Michael J. Stearns is vice-president-exploration for Mohave. In 1970-90, he worked at various exploration line and staff positions for Texaco, Tenneco, and Valero Production Co., focusing on the US Gulf Coast, East Coast, Rockies, and Michigan basin. In 1990, he and two associates founded Trexpro Inc. to provide exploration services to industry clients in the US and Canada. He joined Mohave in October 1993. He holds a BS in geology/geophysics from Indiana University and MBA from the University of Houston.
Patric H. Monteleone is chairman and president of Mohave, which he founded in August 1993. He has worked as an explorationist and in exploration management for British Petroleum, Sohio, Occidental, Tenneco, and Heritage Exploration and Production Co. He has extensive exploration experience on the Alaska North Slope, US Gulf Coast, Europe, and in Latin America. He received a BS in geology from Northern Arizona University and PhD in geology from Leicester University, England.

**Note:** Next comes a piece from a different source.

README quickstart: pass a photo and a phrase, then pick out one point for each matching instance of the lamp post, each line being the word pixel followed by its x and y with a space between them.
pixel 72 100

David P. Stemler is chief geophysicist for Mohave. He has worked as an interpretation geophysicist for over 25 years in domestic and international exploration and production. Before joining Mohave in June 2001 he worked for Amoco in 1977-80, Conoco 1980-99, and consulted 1999-2001. He also has extensive 2D and 3D geophysical operations experience in the Americas, Southeast Asia, Africa, the North Sea, and the Middle East.